Table of Contents
Conference Papers in Medicine
Volume 2013, Article ID 274687, 4 pages
http://dx.doi.org/10.1155/2013/274687
Conference Paper

Hyperthermia versus Oncothermia: Cellular Effects in Cancer Therapy

1Department of Physiology, University of Debrecen, Debrecen 4012, Hungary
2Institute of Human Physiology and Clinical Experimental Research, Semmelweis University, Budapest 1094, Hungary
3Department of Complementary and Alternative Medicine, University of Pécs, Pécs 7622, Hungary
4Department of Biotechnics, St. Istvan University, Gödöllő 2103, Hungary

Received 14 January 2013; Accepted 29 April 2013

Academic Editors: G. F. Baronzio, M. Jackson, and A. Szasz

This Conference Paper is based on a presentation given by Gyula P. Szigeti at “Conference of the International Clinical Hyperthermia Society 2012” held from 12 October 2012 to 14 October 2012 in Budapest, Hungary.

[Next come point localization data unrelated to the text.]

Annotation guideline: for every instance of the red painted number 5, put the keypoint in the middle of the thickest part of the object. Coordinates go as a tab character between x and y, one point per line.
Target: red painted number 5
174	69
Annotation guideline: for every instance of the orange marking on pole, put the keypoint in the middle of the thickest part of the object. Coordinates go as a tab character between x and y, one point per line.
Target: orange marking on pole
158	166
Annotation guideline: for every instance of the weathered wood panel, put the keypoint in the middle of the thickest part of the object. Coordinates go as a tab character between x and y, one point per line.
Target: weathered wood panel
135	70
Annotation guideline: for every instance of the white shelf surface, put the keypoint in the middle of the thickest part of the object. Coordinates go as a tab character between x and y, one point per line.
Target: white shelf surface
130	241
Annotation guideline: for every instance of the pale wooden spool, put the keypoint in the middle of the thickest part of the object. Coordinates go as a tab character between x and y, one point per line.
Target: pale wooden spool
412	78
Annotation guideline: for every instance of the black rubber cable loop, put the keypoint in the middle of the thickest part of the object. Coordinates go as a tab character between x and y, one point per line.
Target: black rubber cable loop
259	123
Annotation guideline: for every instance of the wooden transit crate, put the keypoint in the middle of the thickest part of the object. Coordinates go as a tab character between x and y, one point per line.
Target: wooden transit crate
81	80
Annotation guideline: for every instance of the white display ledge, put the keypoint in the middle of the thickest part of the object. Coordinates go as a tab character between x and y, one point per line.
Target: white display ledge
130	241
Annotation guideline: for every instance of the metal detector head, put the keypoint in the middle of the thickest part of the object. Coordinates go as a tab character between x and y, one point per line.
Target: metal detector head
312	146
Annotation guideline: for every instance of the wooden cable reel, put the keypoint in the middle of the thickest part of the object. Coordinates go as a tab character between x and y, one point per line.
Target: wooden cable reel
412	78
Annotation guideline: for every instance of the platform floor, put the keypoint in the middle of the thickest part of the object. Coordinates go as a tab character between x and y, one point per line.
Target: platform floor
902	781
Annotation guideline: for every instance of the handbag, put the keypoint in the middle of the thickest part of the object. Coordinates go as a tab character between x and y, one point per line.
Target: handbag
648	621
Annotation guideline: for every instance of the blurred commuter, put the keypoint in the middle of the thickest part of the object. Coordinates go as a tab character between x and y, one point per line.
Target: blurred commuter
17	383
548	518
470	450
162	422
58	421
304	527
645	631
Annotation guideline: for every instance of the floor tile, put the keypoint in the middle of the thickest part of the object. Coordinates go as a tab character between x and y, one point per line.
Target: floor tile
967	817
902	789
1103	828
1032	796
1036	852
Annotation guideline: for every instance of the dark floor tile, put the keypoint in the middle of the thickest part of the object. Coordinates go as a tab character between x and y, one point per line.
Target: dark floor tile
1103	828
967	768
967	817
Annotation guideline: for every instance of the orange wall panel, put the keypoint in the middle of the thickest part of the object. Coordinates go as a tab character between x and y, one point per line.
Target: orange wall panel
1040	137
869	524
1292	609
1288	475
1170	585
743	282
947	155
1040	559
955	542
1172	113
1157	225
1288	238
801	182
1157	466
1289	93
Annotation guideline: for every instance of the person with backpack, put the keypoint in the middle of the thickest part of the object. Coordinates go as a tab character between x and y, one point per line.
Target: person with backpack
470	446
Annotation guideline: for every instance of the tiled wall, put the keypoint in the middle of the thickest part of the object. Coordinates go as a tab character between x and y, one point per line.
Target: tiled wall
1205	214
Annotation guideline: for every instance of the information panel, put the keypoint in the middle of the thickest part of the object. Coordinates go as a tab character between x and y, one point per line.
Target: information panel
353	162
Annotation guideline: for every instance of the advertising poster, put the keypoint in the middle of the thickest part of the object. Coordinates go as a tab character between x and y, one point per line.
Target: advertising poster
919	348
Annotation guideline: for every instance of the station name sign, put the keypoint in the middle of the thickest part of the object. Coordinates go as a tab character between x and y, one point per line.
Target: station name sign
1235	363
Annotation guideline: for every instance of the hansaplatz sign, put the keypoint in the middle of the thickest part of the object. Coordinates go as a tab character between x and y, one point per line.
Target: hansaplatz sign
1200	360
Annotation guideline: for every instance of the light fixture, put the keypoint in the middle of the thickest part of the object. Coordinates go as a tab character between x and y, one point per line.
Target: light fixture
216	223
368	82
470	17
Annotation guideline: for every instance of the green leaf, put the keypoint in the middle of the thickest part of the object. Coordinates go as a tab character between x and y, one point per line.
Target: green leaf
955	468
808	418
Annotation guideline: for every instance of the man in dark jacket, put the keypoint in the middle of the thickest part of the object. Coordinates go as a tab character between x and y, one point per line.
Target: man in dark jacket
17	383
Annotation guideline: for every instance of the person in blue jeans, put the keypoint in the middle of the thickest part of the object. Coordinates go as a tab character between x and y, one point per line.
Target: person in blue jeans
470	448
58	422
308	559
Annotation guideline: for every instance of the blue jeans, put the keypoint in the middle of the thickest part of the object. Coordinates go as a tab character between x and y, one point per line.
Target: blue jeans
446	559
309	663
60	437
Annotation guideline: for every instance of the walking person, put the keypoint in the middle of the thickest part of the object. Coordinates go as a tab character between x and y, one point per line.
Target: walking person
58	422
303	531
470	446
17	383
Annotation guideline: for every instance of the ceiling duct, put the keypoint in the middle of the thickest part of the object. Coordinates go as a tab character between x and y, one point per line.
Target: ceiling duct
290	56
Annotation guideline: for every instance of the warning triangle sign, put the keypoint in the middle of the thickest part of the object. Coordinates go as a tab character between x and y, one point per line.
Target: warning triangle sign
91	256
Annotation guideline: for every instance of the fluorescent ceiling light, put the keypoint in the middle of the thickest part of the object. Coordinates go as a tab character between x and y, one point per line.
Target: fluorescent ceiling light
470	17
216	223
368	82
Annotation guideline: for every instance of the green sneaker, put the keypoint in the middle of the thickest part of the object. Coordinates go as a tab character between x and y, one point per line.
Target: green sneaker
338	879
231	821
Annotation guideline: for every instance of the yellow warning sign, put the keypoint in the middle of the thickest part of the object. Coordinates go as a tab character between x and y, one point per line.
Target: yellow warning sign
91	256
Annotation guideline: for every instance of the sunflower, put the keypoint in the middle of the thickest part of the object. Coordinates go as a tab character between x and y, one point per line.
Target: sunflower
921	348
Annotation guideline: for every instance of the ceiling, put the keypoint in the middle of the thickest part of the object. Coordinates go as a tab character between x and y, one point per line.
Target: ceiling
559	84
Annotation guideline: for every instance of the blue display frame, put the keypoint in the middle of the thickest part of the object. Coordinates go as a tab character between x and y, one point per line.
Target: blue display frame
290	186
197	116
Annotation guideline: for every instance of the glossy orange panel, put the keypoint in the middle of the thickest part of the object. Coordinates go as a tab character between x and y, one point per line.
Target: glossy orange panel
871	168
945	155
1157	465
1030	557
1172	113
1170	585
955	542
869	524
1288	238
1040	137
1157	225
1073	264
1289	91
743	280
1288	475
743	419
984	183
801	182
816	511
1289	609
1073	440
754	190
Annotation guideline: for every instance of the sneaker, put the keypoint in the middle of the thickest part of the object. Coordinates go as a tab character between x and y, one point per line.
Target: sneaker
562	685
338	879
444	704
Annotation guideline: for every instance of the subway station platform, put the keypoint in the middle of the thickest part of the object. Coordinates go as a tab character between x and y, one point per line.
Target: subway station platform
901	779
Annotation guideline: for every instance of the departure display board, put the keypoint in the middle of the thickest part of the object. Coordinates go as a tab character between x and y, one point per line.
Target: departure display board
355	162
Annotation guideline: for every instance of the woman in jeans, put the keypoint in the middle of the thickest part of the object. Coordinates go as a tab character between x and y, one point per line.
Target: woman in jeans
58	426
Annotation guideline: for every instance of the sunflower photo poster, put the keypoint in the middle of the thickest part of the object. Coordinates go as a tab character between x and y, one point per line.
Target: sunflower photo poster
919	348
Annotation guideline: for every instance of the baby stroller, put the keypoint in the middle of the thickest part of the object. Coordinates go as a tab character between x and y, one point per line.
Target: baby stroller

Copyright © 2013 Gyula P. Szigeti et al. This is an open access article distributed under the Creative Commons Attribution License, which permits unrestricted use, distribution, and reproduction in any medium, provided the original work is properly cited.

Abstract

Hyperthermia means overheating of the living object completely or partly. Hyperthermia, the procedure of raising the temperature of a part of or the whole body above the normal for a defined period of time, is applied alone or as an adjunctive with various established cancer treatment modalities such as radiotherapy and chemotherapy. The fact that is the hyperthermia is not generally accepted as conventional therapy. The problem is its controversial performance. The controversy is originated from the complications of the deep heating and the focusing of the heat effect. The idea of oncothermia solves the selective deep action on nearly cellular resolution. We would like to demonstrate the force and perspectives of oncothermia as a highly specialized hyperthermia in clinical oncology. Our aim is to prove the ability of oncothermia to be a candidate to become a widely accepted modality of the standard cancer care. We would like to show the proofs and the challenges of the hyperthermia and oncothermia applications to provide the presently available data and summarize the knowledge in the topic. Like many early-stage therapies, oncothermia lacks adequate treatment experience and long-range, comprehensive statistics that can help us optimize its use for all indications.